Logo na sequência, diz o magistrado, "destaca-se o depoimento da testemunha Maurílio da Silva Cardoso, o qual afirmou que a vítima não teve qualquer oportunidade de reação ou explicação, tendo o custodiado se aproximado já com a arma em punho". 

Além disso, ressalta o juiz, "o  custodiado (Bernal), ao ser informado de possível invasão, poderia ter acionado os órgãos de segurança pública, como Polícia Militar ou Polícia Civil, ao invés de dirigir-se ao local armado e efetuar disparos sem oportunizar esclarecimentos. A conduta, portanto, revela elevada gravidade concreta, tratando-se de crime doloso contra a vida, praticado com violência extrema."

MANSÃO

Com quase 680 metros quadrados de área construída e um terreno de 1,4 mil metros quadrados, a casa foi arrematada pelo fiscal tributário por pouco mais de R$ 2,4 milhões em novembro do ano passado. Desde então ele tentava tomar posse. Conforme advogados de Bernal, o fiscal já havia participado de pelo menos 25 leilões e conhecia as normativas para tomar posse destes imóveis. 
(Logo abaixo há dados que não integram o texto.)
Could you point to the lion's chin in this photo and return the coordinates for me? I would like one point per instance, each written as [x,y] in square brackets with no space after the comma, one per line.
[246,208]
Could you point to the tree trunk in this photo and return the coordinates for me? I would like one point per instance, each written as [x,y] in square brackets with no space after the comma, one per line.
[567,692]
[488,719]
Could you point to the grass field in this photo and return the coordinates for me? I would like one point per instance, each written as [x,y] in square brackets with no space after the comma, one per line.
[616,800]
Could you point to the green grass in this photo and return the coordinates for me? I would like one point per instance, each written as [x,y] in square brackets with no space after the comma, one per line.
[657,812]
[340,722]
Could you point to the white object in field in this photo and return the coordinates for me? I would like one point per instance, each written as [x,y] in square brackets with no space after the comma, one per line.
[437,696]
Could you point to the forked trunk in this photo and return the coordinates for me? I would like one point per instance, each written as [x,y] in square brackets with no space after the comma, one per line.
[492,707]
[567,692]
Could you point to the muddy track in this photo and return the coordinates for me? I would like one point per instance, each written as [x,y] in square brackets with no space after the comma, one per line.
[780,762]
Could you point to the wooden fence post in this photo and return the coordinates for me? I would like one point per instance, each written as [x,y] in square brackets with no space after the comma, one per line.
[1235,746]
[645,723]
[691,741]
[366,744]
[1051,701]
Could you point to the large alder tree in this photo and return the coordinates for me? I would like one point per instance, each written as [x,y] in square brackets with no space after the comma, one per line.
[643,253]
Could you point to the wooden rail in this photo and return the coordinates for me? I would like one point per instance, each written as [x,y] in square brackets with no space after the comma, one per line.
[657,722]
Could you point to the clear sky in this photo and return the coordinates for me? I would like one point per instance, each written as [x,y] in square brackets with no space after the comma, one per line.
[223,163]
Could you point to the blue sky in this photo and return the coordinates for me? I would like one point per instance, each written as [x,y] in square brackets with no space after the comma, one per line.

Segundo nota emitida por familiares de Roberto Mazzini na manhã desta quarta-feira (25), o fiscal chamou o chaveiro para abrir o imóvel porque o cartório responsável pelo registro havia informado que a casa estava vazia e por conta disso Roberto teria ido ao local para tomar posse, já que havia comprado a mansão em um leilão realizada pela Caixa Econômica Federal. 

CARREIRA POLÍTICA

Radialista, Alcides Bernal foi vereador em Campo Grande durante dois mandatos e em 2010 elegeu-se para deputado estadual, com 20.910 votos. Em 2012 candidatou-se a prefeito de Campo Grande e acabou derrotando o então deputado federal Edson Giroto, que tinha o apoio dos principais caciques políticos da época, como André Puccinelli e a família Trad.  

Mas, em março de 2014 acabou sendo cassado pela câmara de vereadores, sendo o primeiro prefeito a sofrer a punição na história de Campo Grande. Seu vice, Gilmar Olarte, foi um dos principais articuladores da cassação e acabou herdando o cargo. 

Em maio daquele ano, um juiz de primeira instância suspendeu a cassação e concedeu liminar para a volta de Bernal ao cargo. Horas após a concessão, aliados marcharam rumo à prefeitura e a ocuparam o prédio. No entanto, a decisão foi revertida pelo Tribunal de Justiça horas depois, reempossando Gilmar Olarte no cargo.

Bernal somente conseguiu voltar ao cargo em 25 de agosto de 2015 e permanceceu no cargo até o fim do mandato. Ele chegou a se candidatar à reeleição, mas nem mesmo chegou ao segundo turno. O pleito foi vencido por Marquinos Trad.  

Ele havia comprado a casa em 2016, já perto do fim do seu mandato como prefeito. Porém, por conta por conta de uma dívida da ordem de R$ 900 mil na Caixa, o imóvel acabou sendo levado a leilão.